HISTÓRIAS DO SERTÃO – A TERRA ONDE MENOS É MAIS

“Para que conto isto ao senhor? Vou longe. Se o senhor já viu disso, sabe; se não sabe, como vai saber? São coisas que não cabem em fazer idéia.”

Era o nosso segundo dia em Andrequicé. Eu acordava cada dia mais cedo, acho que era alegria e vontade de viver. Levantei às 5 horas e Dona Vera já havia aprontado o café e um pãozinho divino que ela fazia no forno de barro e no qual a gente podia passar uma manteiga caseira de lamber os beiços. Esperei um pouco e tomei meu café na presença iluminada de Dona Vera, a senhora que era dona da casa e que nos recebeu com muita simplicidade e carinho. Ela parece sorrir em paz, com a alma florida.

Depois apareceu o marido, Seu Onilo. Primeiro estava um pouco desconfiado, mas depois conversou de coração aberto. Lamentou o desaparecimento dos cursos d`água da região, o que ele atribui ao plantio de eucaliptos, que por cobiça se faz até nas margens dos rios e até em nascentes. De fato, Andrequicé parece até uma ilhazinha de gente em meio a um mar de eucaliptos. O eucalipto tem raízes bem verticais, ele suga a água das profundezas e arrasa o solo em torno, ele é morte verde. Tudo isso para fazer carvão. É uma tragédia ambiental anunciada.

Depois disso, fomos pro terreiro da casa. Ali Dona Vera mantém uma pequena horta de alho, alface e cebola. Aparece para prosear um amigo do casal e em seguida meus amigos Gustavo e Yan. Seu Onilo, então com 76 anos, disse que vai continuar na roça enquanto tiver forças. Vai a cavalo por 15 quilômetros até a propriedade, onde tem seus boizinhos, suas vaquinhas.

E ficamos ali, fingindo não fazer nada.

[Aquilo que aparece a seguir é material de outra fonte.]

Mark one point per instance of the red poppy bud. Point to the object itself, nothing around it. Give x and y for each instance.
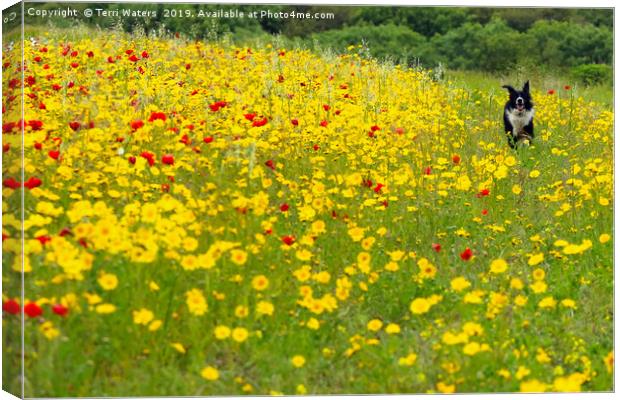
(466, 254)
(32, 310)
(167, 159)
(11, 306)
(32, 183)
(288, 240)
(59, 309)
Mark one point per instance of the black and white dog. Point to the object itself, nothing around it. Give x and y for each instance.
(519, 116)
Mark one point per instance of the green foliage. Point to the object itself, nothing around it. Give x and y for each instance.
(491, 47)
(485, 39)
(592, 74)
(385, 41)
(425, 20)
(564, 44)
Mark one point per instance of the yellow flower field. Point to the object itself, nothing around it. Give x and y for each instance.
(206, 219)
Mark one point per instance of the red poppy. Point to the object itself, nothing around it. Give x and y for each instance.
(260, 122)
(8, 127)
(44, 239)
(157, 115)
(167, 159)
(32, 182)
(185, 140)
(150, 157)
(11, 183)
(135, 125)
(466, 254)
(217, 105)
(11, 306)
(61, 310)
(35, 125)
(483, 193)
(288, 240)
(32, 310)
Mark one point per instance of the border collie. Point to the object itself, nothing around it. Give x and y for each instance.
(519, 116)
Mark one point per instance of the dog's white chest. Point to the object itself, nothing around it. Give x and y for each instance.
(519, 119)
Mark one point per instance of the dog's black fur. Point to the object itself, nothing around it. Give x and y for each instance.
(519, 115)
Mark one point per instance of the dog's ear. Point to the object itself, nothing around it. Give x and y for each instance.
(511, 90)
(526, 87)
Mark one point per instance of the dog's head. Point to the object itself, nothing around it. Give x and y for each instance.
(520, 99)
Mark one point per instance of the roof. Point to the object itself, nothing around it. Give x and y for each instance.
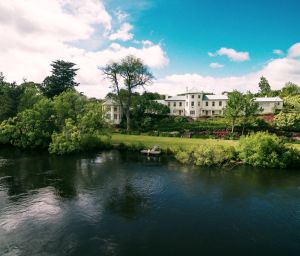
(268, 99)
(177, 98)
(215, 97)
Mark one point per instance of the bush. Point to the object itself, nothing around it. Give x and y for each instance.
(71, 140)
(205, 155)
(267, 150)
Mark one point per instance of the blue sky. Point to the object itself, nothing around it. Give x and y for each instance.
(211, 45)
(188, 30)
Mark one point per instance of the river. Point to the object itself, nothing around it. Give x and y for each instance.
(121, 203)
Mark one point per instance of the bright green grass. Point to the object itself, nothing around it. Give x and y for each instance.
(169, 142)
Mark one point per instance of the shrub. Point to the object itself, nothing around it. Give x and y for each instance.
(205, 155)
(266, 150)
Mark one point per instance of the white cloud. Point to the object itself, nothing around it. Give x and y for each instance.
(216, 65)
(277, 51)
(38, 32)
(277, 71)
(294, 51)
(232, 54)
(121, 16)
(123, 33)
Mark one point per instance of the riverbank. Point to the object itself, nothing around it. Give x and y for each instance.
(166, 143)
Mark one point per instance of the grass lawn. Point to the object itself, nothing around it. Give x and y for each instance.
(168, 142)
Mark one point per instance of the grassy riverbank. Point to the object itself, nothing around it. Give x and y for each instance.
(168, 142)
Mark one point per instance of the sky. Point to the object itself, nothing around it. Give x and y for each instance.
(214, 46)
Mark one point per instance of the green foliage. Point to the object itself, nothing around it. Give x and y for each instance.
(287, 121)
(68, 104)
(129, 74)
(67, 141)
(266, 150)
(249, 110)
(30, 96)
(292, 103)
(290, 89)
(31, 128)
(71, 139)
(264, 86)
(234, 107)
(9, 98)
(61, 79)
(205, 155)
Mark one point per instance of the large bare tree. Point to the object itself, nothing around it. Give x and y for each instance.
(127, 75)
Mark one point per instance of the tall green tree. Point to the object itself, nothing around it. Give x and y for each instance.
(234, 107)
(290, 89)
(264, 86)
(249, 110)
(129, 74)
(61, 79)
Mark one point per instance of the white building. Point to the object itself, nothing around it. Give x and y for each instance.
(197, 104)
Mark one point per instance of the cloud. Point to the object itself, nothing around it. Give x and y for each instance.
(216, 65)
(232, 54)
(121, 16)
(294, 51)
(277, 71)
(277, 51)
(123, 33)
(38, 32)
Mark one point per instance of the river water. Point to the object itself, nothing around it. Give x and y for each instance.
(116, 203)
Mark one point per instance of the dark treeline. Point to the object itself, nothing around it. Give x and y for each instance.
(50, 115)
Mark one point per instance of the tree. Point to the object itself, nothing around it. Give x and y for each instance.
(290, 89)
(30, 96)
(128, 74)
(68, 104)
(62, 78)
(234, 107)
(264, 86)
(250, 108)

Ninguém contava uma história espetacular, ninguém falava alto, ninguém dava gargalhada. Uns em pé, outros sentados mansamente em tocos de árvores, ali estavamos, proseando com calma, com uma doçura disfarçada. Copo de cafezinho na mão, mordendo aquele pãozinho, olhando uns para os outros. Sem necessidade de nenhuma declaração, pois a amizade estava é na qualidade do silêncio.

Minas é a terra onde o menos é mais.